After all, the Jack-O’-Lantern is part of the story of Stingy Jack whose soul cannot find its way neither to Heaven nor Hell and is forever stranded on Earth. Interestingly, helping troubled spirits find peace is a central theme in the second part of Mickiewicz’s Dziady, the drama quoted at the start of this article. Unlike in the great author’s work though, Dziady was actually celebrated in Christian churches in some places in Poland, but without the participation of people.
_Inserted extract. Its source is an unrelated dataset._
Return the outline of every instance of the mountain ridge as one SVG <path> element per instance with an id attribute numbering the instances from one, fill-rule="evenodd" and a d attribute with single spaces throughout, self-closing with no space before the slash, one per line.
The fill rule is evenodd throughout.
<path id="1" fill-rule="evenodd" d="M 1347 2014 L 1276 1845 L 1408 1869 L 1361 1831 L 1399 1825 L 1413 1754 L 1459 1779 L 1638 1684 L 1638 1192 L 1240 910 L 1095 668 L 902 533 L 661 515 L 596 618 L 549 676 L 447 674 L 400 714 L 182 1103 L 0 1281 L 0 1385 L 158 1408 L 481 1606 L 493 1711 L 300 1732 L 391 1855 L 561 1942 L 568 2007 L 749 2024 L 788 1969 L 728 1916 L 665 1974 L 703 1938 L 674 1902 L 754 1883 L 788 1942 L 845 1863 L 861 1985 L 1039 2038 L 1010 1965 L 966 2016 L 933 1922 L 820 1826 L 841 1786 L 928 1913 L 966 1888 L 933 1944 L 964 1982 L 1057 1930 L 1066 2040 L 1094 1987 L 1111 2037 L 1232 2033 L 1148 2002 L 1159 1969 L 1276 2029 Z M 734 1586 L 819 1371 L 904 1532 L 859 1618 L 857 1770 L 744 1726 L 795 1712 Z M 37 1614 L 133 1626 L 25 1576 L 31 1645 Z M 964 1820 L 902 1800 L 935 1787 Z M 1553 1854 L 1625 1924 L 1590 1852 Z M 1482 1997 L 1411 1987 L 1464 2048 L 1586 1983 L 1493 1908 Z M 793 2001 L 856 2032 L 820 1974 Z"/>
This involved leaving a priest’s missal and stole in an empty church where, according to belief, the soul of a deceased clergyman would take them up and lead a midnight Mass for visiting souls.
The year 1999 saw the publication of Dziady: Theatre of the Feast of the Dead, a monumental tome by the cultural studies expert Professor Leszek Kolankiewicz. In the book, the author notices a similarity between Dziady and the ancient Greek Anthesteria festival. This was an event devoted to the death aspect of the god Dionysus, during which Athenians offered food to spirits. Kolankiewicz believes that ‘Dziady are a Polish analogue of Dionisysm’.
The book was published about ten years after the lifting of the Iron Curtain, a time when the average Pole, compensating for years of isolation, was still very much into all things Western. This widespread interest caused Halloween celebrations to became popularised in Poland. Nowadays however, in search of their roots, many Poles are taking an interest in the old Slavic Dziady. For example, in the town of Krasnystaw on 28th October a special event is being held featuring a student-performed spectacle based on literary descriptions of the ritual, along with a Karaboshka-making workshop.
This event is just an example of several other events reminiscent of the ancient tradition being held in various places across the country. So it seems that Dziady may still be going strong for many years to come in one form or another. Surely, our forefathers would be pleased.